The Waterfront Arbitration began in May 2014 when Allied requested the Governor to constitute an arbitration tribunal under section 14(9) of the Municipalities Amendment Act 2013 (the “MAA”), as read with section 10(1) of the Acquisition of Land Act 1970 (the “ALA”), to determine their compensation claim against the Government following the voiding of the lease for the Waterfront. The Waterfront Arbitration was well under way by early 2015 with the pleadings having been exchanged and the parties moving to the drafting and exchange of evidence, with many witness statements anticipated from both sides.
However, Allied filed a constitutional claim in February 2015 in the Supreme Court which led to the Waterfront Arbitration being stayed. The constitutional claim was struck out by the Chief Justice in his ruling of August of that year, but Allied appealed in September 2015 and obtained leave to appeal in November 2015. In February 2016, the then Minister of Home Affairs (our client), successfully obtained a security for costs order from the Acting Registrar in the sum of $150,000.00. Allied appealed that order to the Court of Appeal in the March 2016 session, but the order was upheld. On 4 March 2016 the Court of Appeal ordered that unless security for costs was paid into Court by 31 March 2016, the Respondents’ appeal would be dismissed. The security for costs was not posted and the appeal was dismissed.

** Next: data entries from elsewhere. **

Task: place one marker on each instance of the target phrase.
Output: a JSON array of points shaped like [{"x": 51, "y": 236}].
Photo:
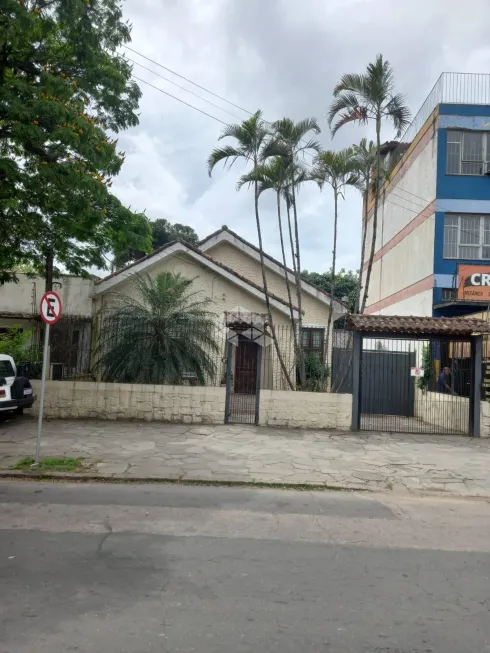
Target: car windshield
[{"x": 6, "y": 369}]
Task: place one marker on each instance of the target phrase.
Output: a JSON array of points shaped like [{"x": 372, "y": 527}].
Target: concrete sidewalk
[{"x": 371, "y": 461}]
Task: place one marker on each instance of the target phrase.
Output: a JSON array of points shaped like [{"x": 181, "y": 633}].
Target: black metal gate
[
  {"x": 243, "y": 368},
  {"x": 415, "y": 386}
]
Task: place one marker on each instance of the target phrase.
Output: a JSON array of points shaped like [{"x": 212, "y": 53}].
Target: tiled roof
[
  {"x": 409, "y": 324},
  {"x": 267, "y": 256}
]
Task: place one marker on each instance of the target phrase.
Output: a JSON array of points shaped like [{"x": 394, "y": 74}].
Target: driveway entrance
[{"x": 417, "y": 375}]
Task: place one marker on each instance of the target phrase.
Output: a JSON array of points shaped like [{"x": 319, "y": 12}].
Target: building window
[
  {"x": 313, "y": 342},
  {"x": 467, "y": 237},
  {"x": 468, "y": 153}
]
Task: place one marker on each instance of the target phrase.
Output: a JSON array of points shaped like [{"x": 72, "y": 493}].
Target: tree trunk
[
  {"x": 334, "y": 260},
  {"x": 375, "y": 214},
  {"x": 48, "y": 271},
  {"x": 291, "y": 238},
  {"x": 301, "y": 356},
  {"x": 266, "y": 291},
  {"x": 286, "y": 276},
  {"x": 363, "y": 246}
]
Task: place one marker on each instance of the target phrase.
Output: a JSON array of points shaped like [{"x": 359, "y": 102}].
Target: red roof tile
[{"x": 409, "y": 324}]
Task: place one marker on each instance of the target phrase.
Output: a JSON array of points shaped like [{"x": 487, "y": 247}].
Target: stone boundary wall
[
  {"x": 198, "y": 405},
  {"x": 188, "y": 404},
  {"x": 317, "y": 410},
  {"x": 164, "y": 403}
]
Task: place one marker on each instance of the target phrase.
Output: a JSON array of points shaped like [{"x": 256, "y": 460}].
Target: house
[
  {"x": 432, "y": 250},
  {"x": 227, "y": 275}
]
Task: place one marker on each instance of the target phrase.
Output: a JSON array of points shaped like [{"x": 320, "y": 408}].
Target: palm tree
[
  {"x": 157, "y": 333},
  {"x": 289, "y": 143},
  {"x": 338, "y": 170},
  {"x": 251, "y": 137},
  {"x": 365, "y": 160},
  {"x": 274, "y": 175},
  {"x": 365, "y": 97}
]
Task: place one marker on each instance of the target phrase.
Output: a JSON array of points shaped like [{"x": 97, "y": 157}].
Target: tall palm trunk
[
  {"x": 301, "y": 357},
  {"x": 291, "y": 241},
  {"x": 334, "y": 260},
  {"x": 375, "y": 214},
  {"x": 363, "y": 247},
  {"x": 286, "y": 275},
  {"x": 266, "y": 290}
]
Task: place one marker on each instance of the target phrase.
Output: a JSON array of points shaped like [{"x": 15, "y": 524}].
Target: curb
[{"x": 13, "y": 474}]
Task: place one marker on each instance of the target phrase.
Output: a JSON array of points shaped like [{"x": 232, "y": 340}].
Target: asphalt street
[{"x": 135, "y": 569}]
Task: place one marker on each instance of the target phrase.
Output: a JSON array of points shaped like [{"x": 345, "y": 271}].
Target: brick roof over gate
[{"x": 409, "y": 324}]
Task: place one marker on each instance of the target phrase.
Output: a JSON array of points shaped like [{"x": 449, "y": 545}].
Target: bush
[
  {"x": 317, "y": 374},
  {"x": 15, "y": 342}
]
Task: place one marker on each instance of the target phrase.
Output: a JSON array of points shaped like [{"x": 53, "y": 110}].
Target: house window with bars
[
  {"x": 467, "y": 237},
  {"x": 313, "y": 342},
  {"x": 468, "y": 153}
]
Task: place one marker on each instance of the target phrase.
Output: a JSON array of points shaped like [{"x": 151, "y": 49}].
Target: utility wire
[
  {"x": 188, "y": 80},
  {"x": 183, "y": 88},
  {"x": 203, "y": 88},
  {"x": 179, "y": 100}
]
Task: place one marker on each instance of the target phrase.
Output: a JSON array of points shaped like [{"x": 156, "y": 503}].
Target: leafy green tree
[
  {"x": 365, "y": 97},
  {"x": 162, "y": 232},
  {"x": 345, "y": 284},
  {"x": 338, "y": 170},
  {"x": 251, "y": 139},
  {"x": 63, "y": 91},
  {"x": 157, "y": 333},
  {"x": 14, "y": 342}
]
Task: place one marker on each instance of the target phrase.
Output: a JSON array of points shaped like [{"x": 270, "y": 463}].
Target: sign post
[{"x": 50, "y": 309}]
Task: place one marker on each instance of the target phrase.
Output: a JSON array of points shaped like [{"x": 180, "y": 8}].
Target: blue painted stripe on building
[
  {"x": 444, "y": 280},
  {"x": 464, "y": 109},
  {"x": 479, "y": 123},
  {"x": 464, "y": 205}
]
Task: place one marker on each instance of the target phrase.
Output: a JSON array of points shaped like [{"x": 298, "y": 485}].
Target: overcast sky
[{"x": 284, "y": 57}]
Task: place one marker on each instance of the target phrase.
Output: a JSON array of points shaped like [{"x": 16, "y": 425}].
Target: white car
[{"x": 15, "y": 391}]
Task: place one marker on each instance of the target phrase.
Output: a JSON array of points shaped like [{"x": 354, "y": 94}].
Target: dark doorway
[
  {"x": 243, "y": 380},
  {"x": 388, "y": 388},
  {"x": 246, "y": 366},
  {"x": 414, "y": 386}
]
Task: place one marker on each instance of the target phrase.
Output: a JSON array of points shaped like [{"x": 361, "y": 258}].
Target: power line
[
  {"x": 179, "y": 100},
  {"x": 188, "y": 80},
  {"x": 183, "y": 88}
]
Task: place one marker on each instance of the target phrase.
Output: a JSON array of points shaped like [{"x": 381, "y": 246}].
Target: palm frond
[
  {"x": 398, "y": 112},
  {"x": 351, "y": 83},
  {"x": 360, "y": 115},
  {"x": 223, "y": 154}
]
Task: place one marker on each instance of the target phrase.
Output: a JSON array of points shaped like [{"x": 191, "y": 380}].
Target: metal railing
[{"x": 450, "y": 88}]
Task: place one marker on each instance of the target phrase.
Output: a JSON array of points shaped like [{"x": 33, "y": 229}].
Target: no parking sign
[{"x": 50, "y": 309}]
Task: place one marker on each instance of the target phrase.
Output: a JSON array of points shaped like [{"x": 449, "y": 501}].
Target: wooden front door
[{"x": 246, "y": 367}]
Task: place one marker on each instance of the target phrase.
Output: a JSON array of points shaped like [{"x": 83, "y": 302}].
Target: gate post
[
  {"x": 257, "y": 386},
  {"x": 475, "y": 386},
  {"x": 356, "y": 381},
  {"x": 229, "y": 356}
]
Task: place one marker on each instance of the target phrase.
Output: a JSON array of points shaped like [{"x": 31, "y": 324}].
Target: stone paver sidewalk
[{"x": 372, "y": 461}]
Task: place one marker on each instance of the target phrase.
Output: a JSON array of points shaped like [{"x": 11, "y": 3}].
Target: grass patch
[{"x": 51, "y": 464}]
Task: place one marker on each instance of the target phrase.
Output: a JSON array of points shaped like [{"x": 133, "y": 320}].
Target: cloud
[{"x": 283, "y": 57}]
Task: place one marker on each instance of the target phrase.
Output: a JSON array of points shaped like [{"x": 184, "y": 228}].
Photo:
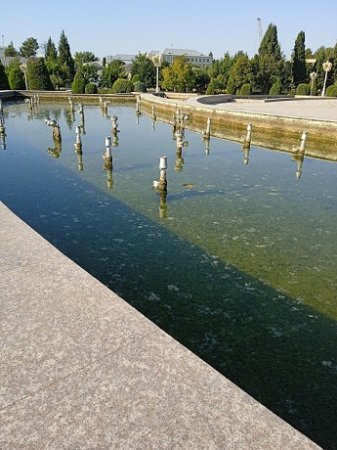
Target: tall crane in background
[{"x": 259, "y": 30}]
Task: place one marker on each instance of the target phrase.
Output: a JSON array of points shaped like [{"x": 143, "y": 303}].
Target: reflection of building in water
[
  {"x": 3, "y": 142},
  {"x": 246, "y": 151},
  {"x": 162, "y": 204},
  {"x": 179, "y": 165},
  {"x": 109, "y": 178},
  {"x": 207, "y": 141},
  {"x": 299, "y": 158},
  {"x": 80, "y": 160}
]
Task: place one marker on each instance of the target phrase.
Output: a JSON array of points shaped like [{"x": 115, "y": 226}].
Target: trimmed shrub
[
  {"x": 216, "y": 86},
  {"x": 276, "y": 88},
  {"x": 245, "y": 89},
  {"x": 139, "y": 86},
  {"x": 38, "y": 76},
  {"x": 303, "y": 89},
  {"x": 78, "y": 85},
  {"x": 331, "y": 91},
  {"x": 91, "y": 88},
  {"x": 136, "y": 78},
  {"x": 122, "y": 86}
]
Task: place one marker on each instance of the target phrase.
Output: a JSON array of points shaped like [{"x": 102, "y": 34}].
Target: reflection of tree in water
[
  {"x": 56, "y": 150},
  {"x": 69, "y": 117}
]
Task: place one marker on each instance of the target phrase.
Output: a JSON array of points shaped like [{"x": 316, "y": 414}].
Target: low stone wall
[{"x": 270, "y": 131}]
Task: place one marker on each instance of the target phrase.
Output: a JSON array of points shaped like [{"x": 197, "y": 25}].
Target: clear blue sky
[{"x": 107, "y": 27}]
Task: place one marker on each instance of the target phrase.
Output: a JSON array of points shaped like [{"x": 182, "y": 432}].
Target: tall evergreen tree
[
  {"x": 269, "y": 45},
  {"x": 65, "y": 59},
  {"x": 29, "y": 47},
  {"x": 15, "y": 75},
  {"x": 10, "y": 50},
  {"x": 268, "y": 63},
  {"x": 240, "y": 74},
  {"x": 334, "y": 65},
  {"x": 50, "y": 51},
  {"x": 38, "y": 76},
  {"x": 3, "y": 78},
  {"x": 299, "y": 69}
]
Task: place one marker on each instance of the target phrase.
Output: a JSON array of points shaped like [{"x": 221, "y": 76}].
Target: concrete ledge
[{"x": 80, "y": 368}]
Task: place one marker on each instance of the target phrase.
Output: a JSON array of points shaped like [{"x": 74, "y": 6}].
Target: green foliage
[
  {"x": 303, "y": 89},
  {"x": 50, "y": 51},
  {"x": 276, "y": 88},
  {"x": 331, "y": 91},
  {"x": 15, "y": 75},
  {"x": 216, "y": 86},
  {"x": 245, "y": 89},
  {"x": 122, "y": 86},
  {"x": 78, "y": 84},
  {"x": 38, "y": 76},
  {"x": 135, "y": 78},
  {"x": 240, "y": 74},
  {"x": 201, "y": 79},
  {"x": 10, "y": 50},
  {"x": 83, "y": 58},
  {"x": 91, "y": 88},
  {"x": 269, "y": 45},
  {"x": 139, "y": 86},
  {"x": 299, "y": 69},
  {"x": 65, "y": 60},
  {"x": 3, "y": 78},
  {"x": 29, "y": 48},
  {"x": 178, "y": 77},
  {"x": 144, "y": 67},
  {"x": 111, "y": 72}
]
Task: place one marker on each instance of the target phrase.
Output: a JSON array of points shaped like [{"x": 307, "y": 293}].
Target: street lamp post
[
  {"x": 157, "y": 60},
  {"x": 313, "y": 76},
  {"x": 326, "y": 67},
  {"x": 23, "y": 68}
]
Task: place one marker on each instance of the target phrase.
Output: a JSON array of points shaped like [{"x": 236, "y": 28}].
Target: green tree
[
  {"x": 201, "y": 79},
  {"x": 50, "y": 51},
  {"x": 15, "y": 75},
  {"x": 3, "y": 78},
  {"x": 122, "y": 86},
  {"x": 299, "y": 69},
  {"x": 144, "y": 67},
  {"x": 37, "y": 75},
  {"x": 241, "y": 73},
  {"x": 216, "y": 85},
  {"x": 78, "y": 84},
  {"x": 29, "y": 47},
  {"x": 267, "y": 65},
  {"x": 91, "y": 88},
  {"x": 82, "y": 58},
  {"x": 320, "y": 56},
  {"x": 334, "y": 64},
  {"x": 111, "y": 72},
  {"x": 178, "y": 77},
  {"x": 222, "y": 67},
  {"x": 10, "y": 50},
  {"x": 65, "y": 59},
  {"x": 269, "y": 45}
]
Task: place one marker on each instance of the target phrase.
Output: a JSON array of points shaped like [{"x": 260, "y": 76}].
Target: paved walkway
[
  {"x": 317, "y": 108},
  {"x": 81, "y": 369}
]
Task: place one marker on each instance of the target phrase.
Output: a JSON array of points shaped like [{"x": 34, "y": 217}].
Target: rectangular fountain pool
[{"x": 238, "y": 260}]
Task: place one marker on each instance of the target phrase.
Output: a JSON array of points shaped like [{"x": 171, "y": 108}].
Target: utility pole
[{"x": 259, "y": 30}]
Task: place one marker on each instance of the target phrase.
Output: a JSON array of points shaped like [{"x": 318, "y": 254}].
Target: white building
[{"x": 194, "y": 57}]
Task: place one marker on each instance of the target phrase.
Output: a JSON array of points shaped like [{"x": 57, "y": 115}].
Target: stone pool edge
[{"x": 81, "y": 368}]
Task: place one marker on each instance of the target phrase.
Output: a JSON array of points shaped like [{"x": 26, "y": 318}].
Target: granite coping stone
[{"x": 82, "y": 369}]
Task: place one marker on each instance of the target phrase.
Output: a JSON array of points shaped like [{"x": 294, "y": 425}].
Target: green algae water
[{"x": 238, "y": 261}]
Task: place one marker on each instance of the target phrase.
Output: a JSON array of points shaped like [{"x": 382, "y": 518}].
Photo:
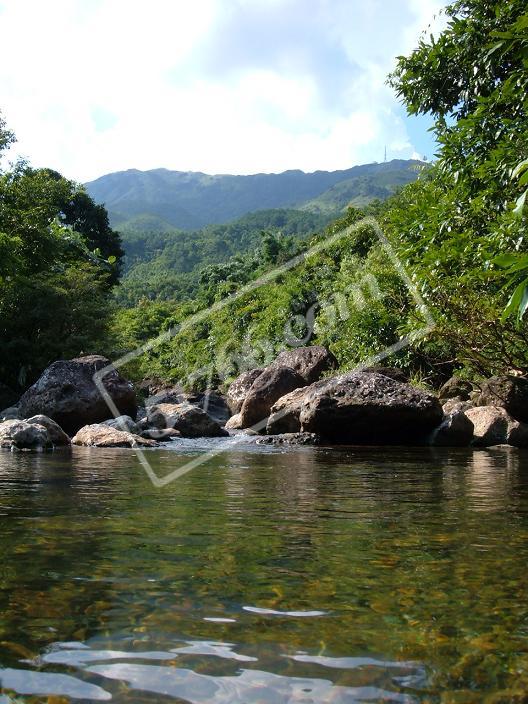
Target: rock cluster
[{"x": 293, "y": 401}]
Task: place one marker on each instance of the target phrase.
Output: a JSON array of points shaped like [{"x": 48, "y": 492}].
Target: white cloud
[{"x": 92, "y": 86}]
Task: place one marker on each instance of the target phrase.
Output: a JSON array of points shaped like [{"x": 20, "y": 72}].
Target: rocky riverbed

In May 2016, the Waterfront Arbitration panel lifted the stay given that the constitutional proceedings had concluded and set a hearing for directions. Allied failed to attend the hearing and its attorney indicated that Allied had insufficient funds to participate in the Waterfront Arbitration. No further communication was received from Allied or its attorney after May 2016 and no steps had been taken by Allied to progress the matter which it referred to arbitration since February 2015.
Therefore, we were instructed by the then Minister of Tourism, Transport and Municipalities (the “Minister”) to apply to the Supreme Court pursuant to its powers under the Act to seek termination of the Waterfront Arbitration for delay by Allied in prosecuting its claim. The Waterfront Arbitration was a statutory arbitration and Section 43 of the Act makes clear that the part of the Act to which Section 39 (the power to terminate) belongs, apply to statutory arbitrations.
Proceedings were filed with the Supreme Court in July 2017 and the first hearing took place on 31 August 2017 to which Allied did not appear. Hellman J who presided over that initial hearing directed that the Minister should file a supplementary Affidavit. The matter was then mentioned on 14 September 2017 before the Chief Justice and attorneys for Allied attended and indicated that the application was opposed. Directions were ordered which required evidence to be filed by Allied within 14 days but Allied failed to file any evidence or indeed to comply with any of the other directions.
At the hearing on 16 November 2017, I appeared for the Minister, supported by Mr Alan Dunch, while Allied’s attorney did not appear. Mr Michael MacLean, a shareholder of Allied Development Partners Limited, appeared, and Llewelyn Peniston was permitted to assist Mr MacLean as a McKenzie friend, a person who is permitted to assist a litigant in person, despite the view that we raised that it was inappropriate for Mr Peniston to act as a McKenzie friend given that he was disbarred.
In any event, Allied was unable to advance any real defence to the claim that there had been undue delay on their part in prosecuting their claim in the Waterfront Arbitration. The Chief Justice therefore terminated the Waterfront Arbitration. His reasons are available in the link below. This is the first time that an application has been made under Section 39 of the Act in Bermuda.